Congressional nominee likened his work to allow anti-LGBTQ religious discrimination to helping save Jews in the Holocaust
Dan Bishop

North Carolina State Senator Dan Bishop, the Republican party's nominee for an open seat in the U.S. House of Representatives, compared his work of trying to enable anti-LGBTQ religious discrimination to the efforts of German industrialist Oskar Schindler, who worked to save Jews during the Holocaust.


Bishop is the author of North Carolina's discriminatory "bathroom bill" known as HB2. It was designed to force transgender people to use restrooms that align with their assigned sex at birth and not their gender identity. He made his self-congratulatory remarks in a series of emails in 2017.

"In one email, Bishop referenced an Oskar Schindler quote to clarify he wants to allow as many people as possible to discriminate against LGBTQ North Carolinians," Real Facts NC first reported.

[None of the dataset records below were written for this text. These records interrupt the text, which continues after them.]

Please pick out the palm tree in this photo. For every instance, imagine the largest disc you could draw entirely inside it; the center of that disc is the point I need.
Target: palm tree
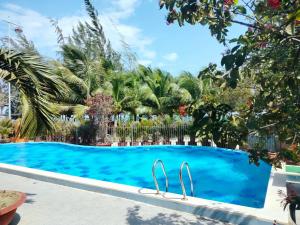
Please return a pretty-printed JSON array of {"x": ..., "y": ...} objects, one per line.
[
  {"x": 164, "y": 95},
  {"x": 38, "y": 88}
]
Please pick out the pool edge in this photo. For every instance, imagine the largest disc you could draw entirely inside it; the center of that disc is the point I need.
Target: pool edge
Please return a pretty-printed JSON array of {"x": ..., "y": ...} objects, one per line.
[{"x": 216, "y": 210}]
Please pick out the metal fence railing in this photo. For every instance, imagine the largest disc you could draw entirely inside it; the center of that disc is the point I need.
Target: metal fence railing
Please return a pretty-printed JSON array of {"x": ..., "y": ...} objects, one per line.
[{"x": 149, "y": 134}]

Bishop's emails show he was "working on what appears to be an attempt to add 'religious exemptions' language to HB142, the HB2 repeal bill."

HuffPost notes "the activists with whom Bishop was communicating worried that the exemption would be too narrow."

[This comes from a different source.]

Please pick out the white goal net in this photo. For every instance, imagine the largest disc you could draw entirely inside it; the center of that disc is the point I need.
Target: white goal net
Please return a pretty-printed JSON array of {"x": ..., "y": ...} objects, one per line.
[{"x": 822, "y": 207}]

“Whom are we attempting to protect here?” asked Kellie Fiedorek, legal counsel at the Alliance Defending Freedom, which the Southern Poverty Law Center designates an anti-LGBT hate group. “Just creative professionals?” 

“As Oscar Schindler said, as many as we can,” Bishop replied, comparing his wish to see the maximum number of people exempted from local anti-discrimination laws to Schindler’s professed desire to hire, and therefore save, as many endangered European Jews as possible during World War II.

Bishop has an extremely controversial record.

In 2016 Bishop likened opponents of his "bathroom bill" to the Taliban, and characterized LGBT people as a danger to freedom.

He was an investor in Gab, the social media platform seen as an alternative to Twitter that's been called a "haven for white nationalists."

Bishop will face Democrat Dan McCready, a former Marine, in the September 10 special election.